A list that has a special marker at its end is a general concept. The-empty-list in Lisp, EOF in C, etc. With this you have streams and ports and all the nice things.)
In my opinion, the single-linked-list data structure as a foundation of Lisp was selected not by accident. It is also most basic and natural representation of many natural concepts - a chain, a list. You could ask for the next element, and find out that there is no more. Simple and natural. Because of its simplicity the code is also simple.
Such kind of lists should be heterogeneous, because when all the elements are of the same type, it is more natural to represent it as an array - an ordered sequence. As far as I know, Python's lists actually are dynamic arrays.
The sequences of the elements of the same type (same storage size and encoding) with a marker at the end could be also viewed as a homogeneous lists. C strings processed as a list of characters is canonical example.
Now consider a UTF-8 encoding. It is a variable-length encoding. UTF-8 string is not an array, and because you cannot tell the boundaries between runes while reading, is not a list. But, nevertheless it could be considered and processed as a stream, until EOL marker is reached. This is why it was invented in Bell Labs to keep things as simple as possible.
Now, you see, the concept of a homogeneous list from math is not enough for CS, and sometimes it is much better to have it fuzzy. What is a list is a matter of a point of view.
> In my opinion, the single-linked-list data structure as a foundation of Lisp was selected not by accident. It is also most basic and natural representation of many natural concepts - a chain, a list. You could ask for the next element, and find out that there is no more. Simple and natural. Because of its simplicity the code is also simple.

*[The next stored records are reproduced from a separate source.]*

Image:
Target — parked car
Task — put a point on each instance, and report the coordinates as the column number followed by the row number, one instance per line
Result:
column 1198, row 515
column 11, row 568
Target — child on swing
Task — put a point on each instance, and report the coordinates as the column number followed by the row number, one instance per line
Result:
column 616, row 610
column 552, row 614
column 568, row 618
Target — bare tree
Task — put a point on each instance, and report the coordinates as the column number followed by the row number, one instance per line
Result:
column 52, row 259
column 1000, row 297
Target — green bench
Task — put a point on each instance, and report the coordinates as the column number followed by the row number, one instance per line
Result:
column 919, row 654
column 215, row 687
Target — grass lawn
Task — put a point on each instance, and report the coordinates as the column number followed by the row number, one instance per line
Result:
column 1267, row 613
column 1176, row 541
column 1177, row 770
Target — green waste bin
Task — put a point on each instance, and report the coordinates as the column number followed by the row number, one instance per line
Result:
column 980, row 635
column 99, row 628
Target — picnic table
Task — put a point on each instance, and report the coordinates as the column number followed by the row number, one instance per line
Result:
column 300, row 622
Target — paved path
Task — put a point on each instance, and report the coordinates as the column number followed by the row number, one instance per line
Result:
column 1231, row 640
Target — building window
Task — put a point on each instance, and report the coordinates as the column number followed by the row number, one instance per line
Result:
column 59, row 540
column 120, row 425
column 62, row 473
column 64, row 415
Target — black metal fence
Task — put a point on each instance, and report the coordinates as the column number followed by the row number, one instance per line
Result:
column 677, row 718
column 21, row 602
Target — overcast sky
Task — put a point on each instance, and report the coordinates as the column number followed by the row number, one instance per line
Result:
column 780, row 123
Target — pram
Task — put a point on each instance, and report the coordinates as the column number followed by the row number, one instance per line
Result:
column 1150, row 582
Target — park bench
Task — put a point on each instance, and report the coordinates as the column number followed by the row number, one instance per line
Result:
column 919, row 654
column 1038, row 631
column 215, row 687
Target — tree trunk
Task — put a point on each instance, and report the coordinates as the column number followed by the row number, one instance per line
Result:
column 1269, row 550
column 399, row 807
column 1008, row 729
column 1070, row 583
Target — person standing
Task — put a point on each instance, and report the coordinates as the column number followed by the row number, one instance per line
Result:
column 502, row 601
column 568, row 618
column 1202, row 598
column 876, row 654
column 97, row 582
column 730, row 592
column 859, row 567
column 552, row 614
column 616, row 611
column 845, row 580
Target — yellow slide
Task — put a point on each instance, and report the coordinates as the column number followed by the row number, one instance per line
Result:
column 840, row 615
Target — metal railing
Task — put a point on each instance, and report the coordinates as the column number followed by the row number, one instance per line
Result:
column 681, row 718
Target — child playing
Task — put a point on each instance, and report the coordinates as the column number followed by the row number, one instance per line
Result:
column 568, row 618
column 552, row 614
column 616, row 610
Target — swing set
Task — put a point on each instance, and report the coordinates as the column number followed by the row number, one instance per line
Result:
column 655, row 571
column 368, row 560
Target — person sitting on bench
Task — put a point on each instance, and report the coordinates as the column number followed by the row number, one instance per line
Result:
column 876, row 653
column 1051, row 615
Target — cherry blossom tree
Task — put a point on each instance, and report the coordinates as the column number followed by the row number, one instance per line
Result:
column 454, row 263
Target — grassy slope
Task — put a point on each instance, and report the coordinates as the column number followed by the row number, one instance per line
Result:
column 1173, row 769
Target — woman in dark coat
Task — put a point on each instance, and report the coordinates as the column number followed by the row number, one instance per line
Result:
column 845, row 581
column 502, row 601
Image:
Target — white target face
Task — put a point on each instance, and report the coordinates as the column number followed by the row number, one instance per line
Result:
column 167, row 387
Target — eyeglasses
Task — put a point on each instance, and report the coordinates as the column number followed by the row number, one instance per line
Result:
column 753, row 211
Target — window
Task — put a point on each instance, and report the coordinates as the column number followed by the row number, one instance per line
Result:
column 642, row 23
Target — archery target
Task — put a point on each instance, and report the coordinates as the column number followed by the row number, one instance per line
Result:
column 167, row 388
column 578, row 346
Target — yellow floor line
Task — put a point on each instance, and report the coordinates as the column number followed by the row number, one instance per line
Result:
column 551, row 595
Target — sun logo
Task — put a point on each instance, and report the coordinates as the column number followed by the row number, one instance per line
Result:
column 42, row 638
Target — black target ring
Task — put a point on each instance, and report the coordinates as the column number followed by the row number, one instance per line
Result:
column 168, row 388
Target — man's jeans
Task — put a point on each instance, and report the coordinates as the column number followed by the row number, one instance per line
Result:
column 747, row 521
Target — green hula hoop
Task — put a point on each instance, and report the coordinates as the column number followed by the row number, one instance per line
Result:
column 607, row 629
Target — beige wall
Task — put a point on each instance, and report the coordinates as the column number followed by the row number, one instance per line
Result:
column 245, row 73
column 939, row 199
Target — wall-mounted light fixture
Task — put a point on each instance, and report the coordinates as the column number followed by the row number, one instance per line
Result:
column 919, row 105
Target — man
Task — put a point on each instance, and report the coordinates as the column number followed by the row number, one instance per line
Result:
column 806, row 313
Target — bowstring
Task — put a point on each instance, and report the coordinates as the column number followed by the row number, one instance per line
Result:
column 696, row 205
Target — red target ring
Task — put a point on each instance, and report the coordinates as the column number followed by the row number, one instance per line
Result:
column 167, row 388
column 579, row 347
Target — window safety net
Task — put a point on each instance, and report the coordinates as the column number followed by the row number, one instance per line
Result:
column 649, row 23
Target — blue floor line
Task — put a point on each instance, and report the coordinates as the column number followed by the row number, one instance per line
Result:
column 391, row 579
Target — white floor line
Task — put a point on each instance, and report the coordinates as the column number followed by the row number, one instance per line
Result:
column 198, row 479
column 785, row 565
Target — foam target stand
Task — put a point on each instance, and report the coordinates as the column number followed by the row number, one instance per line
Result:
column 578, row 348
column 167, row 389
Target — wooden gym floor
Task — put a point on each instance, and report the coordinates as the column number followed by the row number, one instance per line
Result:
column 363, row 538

Yes, that's a recursive data structure well-suited to functional languages, same as Haskell lists.
> Such kind of lists should be heterogeneous, because when all the elements are of the same type, it is more natural to represent it as an array - an ordered sequence.
From a memory point of view, maybe, but that's really an implementation detail. If you take, eg, Perl arrays, which you can access by index, push, shift, unshift, and pop, the actual implementation is invisible from the programmer, just as it should be in this sort of language. Java will happily store cats and dogs in an array of Object, for instance.
> Now consider a UTF-8 encoding. It is a variable-length encoding. UTF-8 string is not an array, and because you cannot tell the boundaries between runes while reading, is not a list. But, nevertheless it could be considered and processed as a stream, until EOL marker is reached. This is why it was invented in Bell Labs to keep things as simple as possible.
You could very well store it as a list of bytes. This wouldn't be terribly efficient, but it's perfectly doable. Whether you process it as a stream or you have it stored in whatever array/collection is orthogonal to the fact that your language of choice supports heterogeneous lists. You can do stream processing in Haskell too (with, eg, pipes). You have also access to other data structures which are not lists, but which do expect to be homogenous.
Yes, it is indeed a stream of bytes, with a zero-byte as an EOF marker. That's why UTF-8 is good-enough.
As for lists, as long as your next element is not always in the next chunk of memory, you need a pointer. A chain of pointers is a single-linked list. This is the core of a Lisp and it is not an accident. Together with type-tagging, you could have your lists heterogeneous, as simple as that.)
This is a part of the beauty and elegance of a Lisp, in my opinion - few selected ideas put together.